For instance, “Command Z” generates common Indie pop-rock elements on top of heavily formatted studio qualities intertwined with lyrics that lack poise. This short ditty seems to put a sense of disarray into the album as Rose loses her place.
Not every tune is covered with complication instead, Rose continues to show her inner brilliance in tunes like “Someone New” where the lyrics take a hard grip at a past lover moving on and her vocals accelerating tremendously over the poppy beat underneath.
Rose’s “Freak Like Me” casually looms in the midst as her heavenly vocals soar throughout this simplistic Indie pop groove. Rose calmly states “I kick back like there’s no tomorrow/I beg, steal or borrow/I let it all hang free/’Cause you’re a freak like me”.
The record’s closer, “I Took A Ride” encapsulates synthesized oddities amongst layerings of melodic electronic fevers in this off-the-wall twist of Indie pop-rock.
Rose tumbles across the rope of genius and overdoing during “Superstar” as tunes reach climaxes of Indie incredibility and treacherous lows of over-infused alternative pop music.
From top to bottom, the record feels as if the 80s met 2010s’ EDM yet Rose fails to paint the entire picture for her new intellectually-sound album.
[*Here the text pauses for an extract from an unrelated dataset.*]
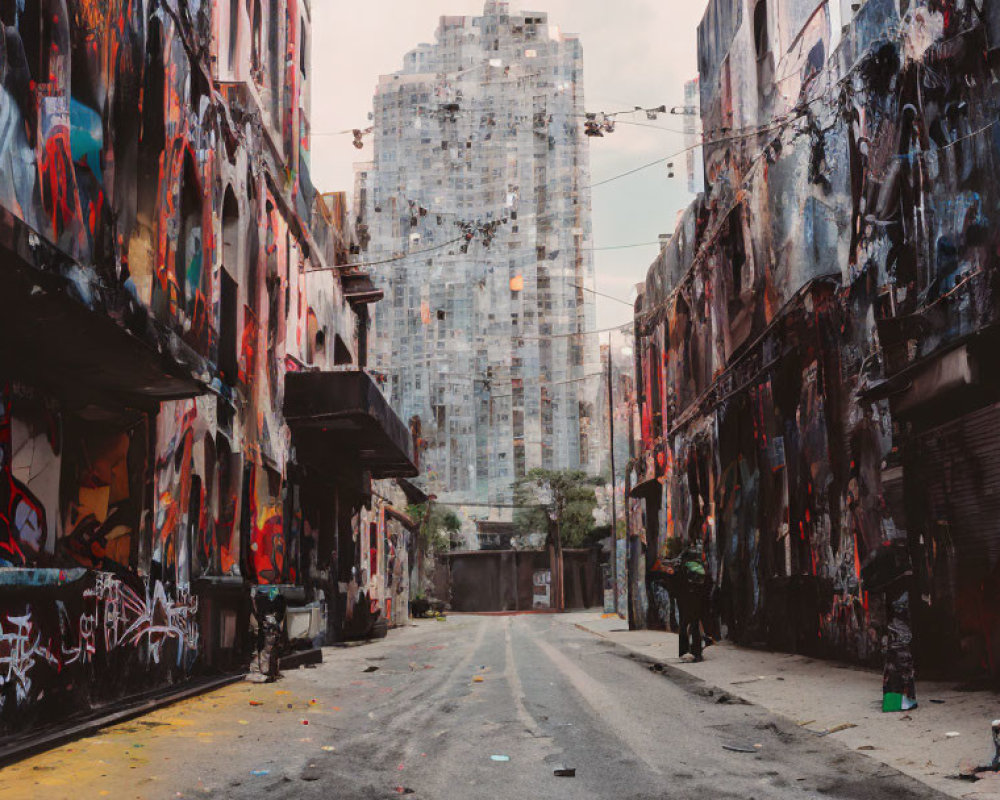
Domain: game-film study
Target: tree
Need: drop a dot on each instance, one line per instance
(565, 497)
(438, 526)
Filled with retrospective details and sprinkled with altruistic qualities, Rose seemingly depicts portraits of uncommon chapters throughout one’s self-discovery.
Love is pinpointed throughout “Superstar” yet is shown in different lights. From the get rid of emotions mood in “Feelings Are A Thing Of The Past” to the upbeat lone-wolf statute of “Got To Go My Own Way,” Rose forms a prowess of the many definitions of love and all its forms.
Caroline Rose’s third studio album falls short of un-denying acclaim but basks in the glory of acute songwriting and feverous melodies which bring out the DIY artist’s infectious vocals.
“Superstar” misses out on an opportunity for greatness yet is jam-packed with poetic lyrics and possesses an awakening for Rose’s future musical endeavors.